Houston Methodist Sugar Land Hospital is the first in Fort Bend County to successfully implant a breakthrough pacemaker designed to treat atrioventricular (AV) block. AV block is a slow heart beat due to a lack of communication between the top and bottom part of the heart.

 

Board-certified electrophysiologist Apoor Patel, M.D., of Houston Methodist DeBakey Cardiology Associates at Sugar Land, performed the procedure in March, implanting the new Micra™ AV pacemaker in a 80-year-old female patient. The device was approved by the U.S. Food and Drug Administration in January 2020. 

 

“The new device is a significant advance in technology that helps restore the heart’s normal rhythm and eliminate the symptoms of AV block without the potential discomfort and complications of traditional pacemakers,” said Patel.

 

The new pacemaker is one-tenth the size of a traditional pacemaker – comparable in size to a large vitamin – and can be inserted via catheter directly into the heart in a minimally invasive procedure.
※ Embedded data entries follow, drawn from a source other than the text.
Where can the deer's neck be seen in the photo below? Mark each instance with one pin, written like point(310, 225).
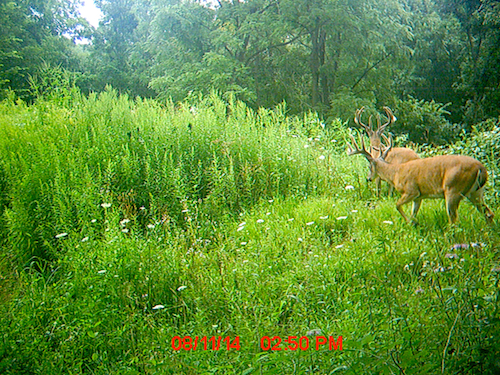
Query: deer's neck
point(386, 171)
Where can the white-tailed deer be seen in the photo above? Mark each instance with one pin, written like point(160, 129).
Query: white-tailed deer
point(397, 155)
point(451, 177)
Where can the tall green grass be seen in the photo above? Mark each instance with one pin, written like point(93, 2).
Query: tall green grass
point(127, 222)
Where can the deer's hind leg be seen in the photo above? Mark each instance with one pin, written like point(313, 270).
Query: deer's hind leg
point(452, 202)
point(476, 198)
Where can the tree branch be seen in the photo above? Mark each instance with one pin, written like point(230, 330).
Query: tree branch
point(369, 69)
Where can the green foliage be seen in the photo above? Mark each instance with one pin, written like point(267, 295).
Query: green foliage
point(135, 222)
point(424, 122)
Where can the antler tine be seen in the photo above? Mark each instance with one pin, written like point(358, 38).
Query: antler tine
point(357, 119)
point(390, 119)
point(388, 148)
point(353, 149)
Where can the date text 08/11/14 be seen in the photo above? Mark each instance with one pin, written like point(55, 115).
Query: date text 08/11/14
point(267, 343)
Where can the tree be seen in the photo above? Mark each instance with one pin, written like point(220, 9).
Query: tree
point(32, 32)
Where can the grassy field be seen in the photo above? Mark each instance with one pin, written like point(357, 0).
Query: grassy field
point(129, 228)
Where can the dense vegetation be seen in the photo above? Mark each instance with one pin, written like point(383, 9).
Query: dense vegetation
point(126, 223)
point(183, 173)
point(436, 63)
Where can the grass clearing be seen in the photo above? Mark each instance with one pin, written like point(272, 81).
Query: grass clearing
point(126, 224)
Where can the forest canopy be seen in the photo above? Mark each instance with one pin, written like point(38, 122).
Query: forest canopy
point(436, 63)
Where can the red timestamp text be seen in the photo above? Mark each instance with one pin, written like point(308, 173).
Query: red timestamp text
point(205, 343)
point(300, 343)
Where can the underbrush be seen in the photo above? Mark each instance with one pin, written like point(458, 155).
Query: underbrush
point(130, 228)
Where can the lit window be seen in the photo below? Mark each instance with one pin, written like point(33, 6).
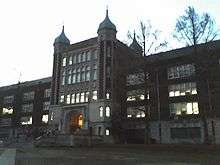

Because it does not require a surgical pocket under the skin, there are no visible signs that the device is in place – a common patient complaint about traditional pacemakers.

 

AV block is a condition that impairs the electrical signals between the chambers of the heart, known as the atria and the ventricles, which can lead to fainting, dizziness, fatigue, passing out, shortness of breath and chest pain. The pacemaker helps restore the heart's normal rhythm by coordinating this electrical activity to ensure a proper heart rate and normal blood flow.

 

When this rhythm – known as AV synchrony – is achieved, patients are healthier and have an improved quality of life.

 

“The device utilizes internal atrial sensing algorithms that detect cardiac movement, allowing the device to adjust pacing in the ventricle to coordinate with the atrium,” said Patel. “This constant algorithmic sensing provides superior AV synchronous pacing therapy to patients with AV block.”

 

Traditional pacemakers are implanted in the upper chest, under the skin below the collar bone, and connect to the heart via thin wires known as leads. The location and connectivity of traditional pacemakers sometimes lead to long term complications.

 

Because it is lead-less and is placed directly in the heart, the device reduces the likelihood of some of the complications associated with traditional pacemakers.

 

“Having a device in one chamber of the heart that can in turn sense the other chamber of the heart and help the heart beat in a coordinated fashion is a novel breakthrough,” said Patel. “We are excited to be able to offer patients this new technology when indicated.”